Hardware acceleration of the novel two dimensional Burrows‐Wheeler Aligner algorithm with maximal exact matches seed extension kernel
Author(s) -
Taheri Mahdi,
Ansari Mohammad Saeed,
Magierowski Sebastian,
Mahani Ali
Publication year - 2021
Publication title -
iet circuits, devices and systems
Language(s) - English
Resource type - Journals
SCImago Journal Rank - 0.251
H-Index - 49
eISSN - 1751-8598
pISSN - 1751-858X
DOI - 10.1049/cds2.12005
Subject(s) - algorithm , acceleration , computer science , kernel (algebra) , extension (predicate logic) , matrix (chemical analysis) , diagonal , similarity (geometry) , row , speedup , parallel algorithm , parallel computing , mathematics , discrete mathematics , artificial intelligence , physics , classical mechanics , programming language , materials science , geometry , image (mathematics) , database , composite material
Next‐generation sequencing techniques have dramatically increased the amount of genomic data being sequenced, which calls for the acceleration of the alignment algorithms. This article proposes an FPGA‐based accelerated implementation of the seed extension kernel of the Burrows–Wheeler alignment genomic mapping algorithm. The well‐known Smith–Waterman algorithm is used during the seed extension to find the optimum alignment between the sequences.

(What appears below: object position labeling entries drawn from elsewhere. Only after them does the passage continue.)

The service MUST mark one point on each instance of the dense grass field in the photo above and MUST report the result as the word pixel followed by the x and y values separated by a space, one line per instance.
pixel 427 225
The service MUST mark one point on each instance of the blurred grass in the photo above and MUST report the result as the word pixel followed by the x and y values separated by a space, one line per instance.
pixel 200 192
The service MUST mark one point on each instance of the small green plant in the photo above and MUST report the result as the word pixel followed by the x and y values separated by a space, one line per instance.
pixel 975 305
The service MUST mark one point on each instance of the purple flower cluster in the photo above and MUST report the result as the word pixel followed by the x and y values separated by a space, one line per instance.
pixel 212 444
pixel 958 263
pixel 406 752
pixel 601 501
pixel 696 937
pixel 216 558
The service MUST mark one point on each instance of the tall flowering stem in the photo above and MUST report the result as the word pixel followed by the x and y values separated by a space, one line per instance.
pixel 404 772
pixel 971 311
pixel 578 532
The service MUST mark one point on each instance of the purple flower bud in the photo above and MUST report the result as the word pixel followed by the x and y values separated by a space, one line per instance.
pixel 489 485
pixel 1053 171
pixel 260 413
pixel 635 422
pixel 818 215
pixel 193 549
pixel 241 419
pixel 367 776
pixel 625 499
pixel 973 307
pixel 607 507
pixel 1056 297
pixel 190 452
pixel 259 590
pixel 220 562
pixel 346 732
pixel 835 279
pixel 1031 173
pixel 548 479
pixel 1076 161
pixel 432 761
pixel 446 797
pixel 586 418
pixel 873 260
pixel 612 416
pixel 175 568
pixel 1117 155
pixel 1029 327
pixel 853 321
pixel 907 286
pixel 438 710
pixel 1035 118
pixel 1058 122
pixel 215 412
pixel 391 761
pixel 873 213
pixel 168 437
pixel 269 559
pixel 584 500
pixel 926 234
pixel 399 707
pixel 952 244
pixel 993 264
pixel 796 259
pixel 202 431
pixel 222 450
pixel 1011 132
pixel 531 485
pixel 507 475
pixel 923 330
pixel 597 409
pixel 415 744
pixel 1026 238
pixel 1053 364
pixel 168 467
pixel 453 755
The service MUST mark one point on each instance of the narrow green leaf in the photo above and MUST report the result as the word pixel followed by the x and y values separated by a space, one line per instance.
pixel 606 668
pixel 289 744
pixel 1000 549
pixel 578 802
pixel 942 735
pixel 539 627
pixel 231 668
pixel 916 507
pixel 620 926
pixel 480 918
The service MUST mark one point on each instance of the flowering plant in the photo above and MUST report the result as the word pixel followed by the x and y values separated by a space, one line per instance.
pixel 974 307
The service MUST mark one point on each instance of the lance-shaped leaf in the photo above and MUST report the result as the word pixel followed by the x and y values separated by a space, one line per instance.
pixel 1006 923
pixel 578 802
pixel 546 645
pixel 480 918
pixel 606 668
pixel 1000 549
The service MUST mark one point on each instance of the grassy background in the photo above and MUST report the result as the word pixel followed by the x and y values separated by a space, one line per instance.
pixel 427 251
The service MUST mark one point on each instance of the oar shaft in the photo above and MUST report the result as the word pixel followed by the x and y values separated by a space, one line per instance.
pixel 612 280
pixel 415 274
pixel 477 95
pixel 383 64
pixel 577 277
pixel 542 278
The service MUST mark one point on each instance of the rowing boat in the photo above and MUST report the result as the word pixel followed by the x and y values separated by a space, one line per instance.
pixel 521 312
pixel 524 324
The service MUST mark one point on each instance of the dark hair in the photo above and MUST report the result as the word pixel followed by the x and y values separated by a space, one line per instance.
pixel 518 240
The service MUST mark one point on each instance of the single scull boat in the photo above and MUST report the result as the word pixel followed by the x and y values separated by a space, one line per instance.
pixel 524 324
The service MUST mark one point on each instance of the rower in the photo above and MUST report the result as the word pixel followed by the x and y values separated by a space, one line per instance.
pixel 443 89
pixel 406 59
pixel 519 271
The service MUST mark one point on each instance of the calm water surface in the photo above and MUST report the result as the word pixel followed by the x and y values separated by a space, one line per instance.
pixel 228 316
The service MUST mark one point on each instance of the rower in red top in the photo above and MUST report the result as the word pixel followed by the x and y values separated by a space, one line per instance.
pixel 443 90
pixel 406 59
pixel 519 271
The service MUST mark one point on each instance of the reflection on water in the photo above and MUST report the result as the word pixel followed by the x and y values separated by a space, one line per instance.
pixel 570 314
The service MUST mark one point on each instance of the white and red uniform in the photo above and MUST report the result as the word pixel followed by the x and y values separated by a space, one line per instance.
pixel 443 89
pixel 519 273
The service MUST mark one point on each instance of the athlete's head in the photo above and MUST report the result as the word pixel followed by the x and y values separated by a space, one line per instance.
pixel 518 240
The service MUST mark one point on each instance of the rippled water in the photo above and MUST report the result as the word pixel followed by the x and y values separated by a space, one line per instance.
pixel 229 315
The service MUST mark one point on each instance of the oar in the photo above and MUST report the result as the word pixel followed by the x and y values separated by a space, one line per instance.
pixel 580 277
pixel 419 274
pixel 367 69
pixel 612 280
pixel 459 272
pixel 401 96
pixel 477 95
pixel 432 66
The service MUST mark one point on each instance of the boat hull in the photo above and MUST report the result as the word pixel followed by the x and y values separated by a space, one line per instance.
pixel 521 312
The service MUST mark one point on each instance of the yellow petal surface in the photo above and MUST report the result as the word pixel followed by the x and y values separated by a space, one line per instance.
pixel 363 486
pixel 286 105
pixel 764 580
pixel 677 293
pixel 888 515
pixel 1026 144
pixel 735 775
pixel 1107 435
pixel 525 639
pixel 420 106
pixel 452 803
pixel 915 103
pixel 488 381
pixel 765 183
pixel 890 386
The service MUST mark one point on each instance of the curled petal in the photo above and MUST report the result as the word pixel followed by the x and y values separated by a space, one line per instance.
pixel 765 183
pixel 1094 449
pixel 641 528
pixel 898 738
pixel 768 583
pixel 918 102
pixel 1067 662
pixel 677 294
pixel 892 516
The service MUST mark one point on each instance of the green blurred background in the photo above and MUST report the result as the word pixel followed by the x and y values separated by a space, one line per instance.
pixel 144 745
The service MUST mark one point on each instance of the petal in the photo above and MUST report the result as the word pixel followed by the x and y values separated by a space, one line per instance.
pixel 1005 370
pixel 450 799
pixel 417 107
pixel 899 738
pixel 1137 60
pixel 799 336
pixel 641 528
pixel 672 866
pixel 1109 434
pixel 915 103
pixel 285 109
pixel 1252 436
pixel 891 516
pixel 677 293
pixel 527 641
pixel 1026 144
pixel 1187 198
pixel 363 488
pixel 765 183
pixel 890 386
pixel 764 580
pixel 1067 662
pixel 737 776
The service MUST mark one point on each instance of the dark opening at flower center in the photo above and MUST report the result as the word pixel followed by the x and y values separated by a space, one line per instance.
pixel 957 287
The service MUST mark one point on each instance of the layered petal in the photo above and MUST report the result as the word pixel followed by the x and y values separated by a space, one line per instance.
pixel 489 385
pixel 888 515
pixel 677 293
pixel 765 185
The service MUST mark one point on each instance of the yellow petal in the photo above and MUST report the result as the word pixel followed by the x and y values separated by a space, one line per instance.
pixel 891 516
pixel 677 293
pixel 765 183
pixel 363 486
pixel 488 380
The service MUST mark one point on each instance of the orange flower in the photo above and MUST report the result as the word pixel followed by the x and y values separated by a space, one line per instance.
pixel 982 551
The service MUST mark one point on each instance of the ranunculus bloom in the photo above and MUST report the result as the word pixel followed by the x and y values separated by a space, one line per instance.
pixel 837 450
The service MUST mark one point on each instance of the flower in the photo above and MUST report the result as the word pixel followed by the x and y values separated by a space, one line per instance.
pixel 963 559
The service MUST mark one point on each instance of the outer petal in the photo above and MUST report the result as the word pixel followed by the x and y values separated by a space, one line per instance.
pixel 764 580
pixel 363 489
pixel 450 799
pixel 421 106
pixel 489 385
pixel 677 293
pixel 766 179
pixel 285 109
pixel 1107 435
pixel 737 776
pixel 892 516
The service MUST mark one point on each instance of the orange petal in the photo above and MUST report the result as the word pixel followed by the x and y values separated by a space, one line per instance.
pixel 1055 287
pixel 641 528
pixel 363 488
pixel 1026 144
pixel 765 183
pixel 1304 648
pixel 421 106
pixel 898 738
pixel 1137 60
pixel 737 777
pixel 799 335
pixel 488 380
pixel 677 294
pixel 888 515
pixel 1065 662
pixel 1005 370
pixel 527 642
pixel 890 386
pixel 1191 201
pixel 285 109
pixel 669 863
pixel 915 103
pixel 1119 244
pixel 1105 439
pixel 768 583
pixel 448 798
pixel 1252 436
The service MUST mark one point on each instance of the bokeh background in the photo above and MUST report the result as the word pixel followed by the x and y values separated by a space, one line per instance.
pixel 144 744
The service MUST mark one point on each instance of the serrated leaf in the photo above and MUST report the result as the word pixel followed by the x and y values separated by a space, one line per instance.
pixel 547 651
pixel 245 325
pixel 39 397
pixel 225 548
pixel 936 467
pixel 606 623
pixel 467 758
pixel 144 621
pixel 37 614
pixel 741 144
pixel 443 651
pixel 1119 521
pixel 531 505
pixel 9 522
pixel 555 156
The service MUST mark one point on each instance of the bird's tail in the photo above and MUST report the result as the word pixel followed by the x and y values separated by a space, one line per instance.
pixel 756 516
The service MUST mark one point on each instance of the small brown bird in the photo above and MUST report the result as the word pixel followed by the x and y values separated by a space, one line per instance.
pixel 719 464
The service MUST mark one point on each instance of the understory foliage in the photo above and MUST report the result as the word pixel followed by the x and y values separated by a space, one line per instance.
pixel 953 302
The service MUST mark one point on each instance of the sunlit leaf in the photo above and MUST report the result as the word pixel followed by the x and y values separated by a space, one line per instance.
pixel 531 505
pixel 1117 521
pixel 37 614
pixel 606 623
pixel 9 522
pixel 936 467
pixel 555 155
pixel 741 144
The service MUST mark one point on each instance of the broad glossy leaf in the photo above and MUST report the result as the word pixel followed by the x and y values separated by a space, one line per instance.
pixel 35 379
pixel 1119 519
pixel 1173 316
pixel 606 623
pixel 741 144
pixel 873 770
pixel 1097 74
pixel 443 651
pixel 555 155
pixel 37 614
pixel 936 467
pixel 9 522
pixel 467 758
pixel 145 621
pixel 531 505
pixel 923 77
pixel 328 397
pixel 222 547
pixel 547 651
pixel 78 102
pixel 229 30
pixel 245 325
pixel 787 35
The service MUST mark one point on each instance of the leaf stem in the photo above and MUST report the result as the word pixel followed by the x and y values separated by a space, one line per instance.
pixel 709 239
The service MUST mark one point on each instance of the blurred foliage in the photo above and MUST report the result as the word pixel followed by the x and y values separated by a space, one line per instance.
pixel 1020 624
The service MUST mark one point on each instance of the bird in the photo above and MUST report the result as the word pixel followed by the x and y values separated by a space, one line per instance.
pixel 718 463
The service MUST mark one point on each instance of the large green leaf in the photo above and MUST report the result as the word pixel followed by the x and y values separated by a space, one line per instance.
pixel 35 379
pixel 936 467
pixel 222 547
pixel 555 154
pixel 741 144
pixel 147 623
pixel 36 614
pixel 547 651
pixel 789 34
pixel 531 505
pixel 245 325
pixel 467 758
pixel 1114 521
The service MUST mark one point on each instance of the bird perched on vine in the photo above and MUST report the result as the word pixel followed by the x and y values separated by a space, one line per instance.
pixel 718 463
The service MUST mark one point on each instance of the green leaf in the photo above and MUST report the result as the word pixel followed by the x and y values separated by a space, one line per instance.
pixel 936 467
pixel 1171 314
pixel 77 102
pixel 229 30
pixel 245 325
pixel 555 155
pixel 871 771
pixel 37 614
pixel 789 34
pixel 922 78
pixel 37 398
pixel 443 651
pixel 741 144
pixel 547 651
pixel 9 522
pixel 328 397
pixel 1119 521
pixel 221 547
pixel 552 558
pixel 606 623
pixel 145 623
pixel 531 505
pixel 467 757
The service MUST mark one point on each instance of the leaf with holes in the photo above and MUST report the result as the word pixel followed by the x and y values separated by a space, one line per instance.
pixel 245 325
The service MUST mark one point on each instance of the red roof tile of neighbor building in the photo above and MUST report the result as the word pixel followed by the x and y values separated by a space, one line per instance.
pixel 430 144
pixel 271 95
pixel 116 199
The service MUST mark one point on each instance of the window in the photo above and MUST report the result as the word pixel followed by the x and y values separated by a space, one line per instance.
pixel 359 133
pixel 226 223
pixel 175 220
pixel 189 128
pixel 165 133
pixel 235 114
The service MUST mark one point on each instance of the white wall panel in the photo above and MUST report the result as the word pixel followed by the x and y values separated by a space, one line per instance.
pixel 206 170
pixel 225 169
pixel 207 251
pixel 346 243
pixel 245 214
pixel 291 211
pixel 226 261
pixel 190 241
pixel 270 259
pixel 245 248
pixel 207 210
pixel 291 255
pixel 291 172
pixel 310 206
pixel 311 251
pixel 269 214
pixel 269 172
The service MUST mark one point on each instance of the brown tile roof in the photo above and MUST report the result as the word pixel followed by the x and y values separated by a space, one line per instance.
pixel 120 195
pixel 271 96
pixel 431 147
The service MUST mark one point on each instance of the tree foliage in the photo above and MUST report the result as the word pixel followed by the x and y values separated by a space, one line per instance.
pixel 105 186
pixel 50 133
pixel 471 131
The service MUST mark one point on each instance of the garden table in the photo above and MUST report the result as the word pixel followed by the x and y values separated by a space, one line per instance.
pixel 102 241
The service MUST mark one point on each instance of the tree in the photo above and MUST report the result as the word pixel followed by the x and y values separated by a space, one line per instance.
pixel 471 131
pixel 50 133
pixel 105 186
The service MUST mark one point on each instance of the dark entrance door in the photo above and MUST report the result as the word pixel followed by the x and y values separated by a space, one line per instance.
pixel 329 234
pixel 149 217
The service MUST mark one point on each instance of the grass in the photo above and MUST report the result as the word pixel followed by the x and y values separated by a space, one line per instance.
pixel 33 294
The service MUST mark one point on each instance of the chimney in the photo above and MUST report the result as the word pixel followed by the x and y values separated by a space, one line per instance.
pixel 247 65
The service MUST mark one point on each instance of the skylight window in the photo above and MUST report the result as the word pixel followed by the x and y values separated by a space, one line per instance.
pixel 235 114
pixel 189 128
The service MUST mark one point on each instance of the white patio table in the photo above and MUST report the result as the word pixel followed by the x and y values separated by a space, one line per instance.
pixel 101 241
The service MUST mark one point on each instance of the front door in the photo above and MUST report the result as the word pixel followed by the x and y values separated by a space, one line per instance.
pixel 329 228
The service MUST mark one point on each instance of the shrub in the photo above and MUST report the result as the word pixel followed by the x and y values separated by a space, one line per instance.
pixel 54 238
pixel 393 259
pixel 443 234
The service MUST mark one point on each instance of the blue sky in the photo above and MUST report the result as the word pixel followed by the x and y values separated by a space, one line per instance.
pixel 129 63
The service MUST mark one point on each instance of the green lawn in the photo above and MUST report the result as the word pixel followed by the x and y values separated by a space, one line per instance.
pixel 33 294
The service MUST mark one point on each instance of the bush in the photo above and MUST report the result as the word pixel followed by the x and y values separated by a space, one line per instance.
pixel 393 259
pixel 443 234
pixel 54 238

The state‐of‐the‐art architectures in the literature use one‐dimensional (1‐D) systolic arrays to fill a similarity matrix, based on the best score out of all match combinations, mismatches and gaps are computed. The cells on the same anti‐diagonal are computed in parallel in these architectures. We propose a novel 2‐dimensional architecture in which all the cells on the same rows and the same columns are computed in parallel and, thereby, significantly accelerated the process. The similarity matrix cells are computed in two phases: (1) the calculation phase and (2) error compensation phase. The calculation phase roughly approximate the cell values and the approximation error is fixed up during the error compensation phase. Our simulation results show that the proposed architecture can be up to 718x and 1.7x faster than the software execution and the 1‐D systolic arrays, respectively.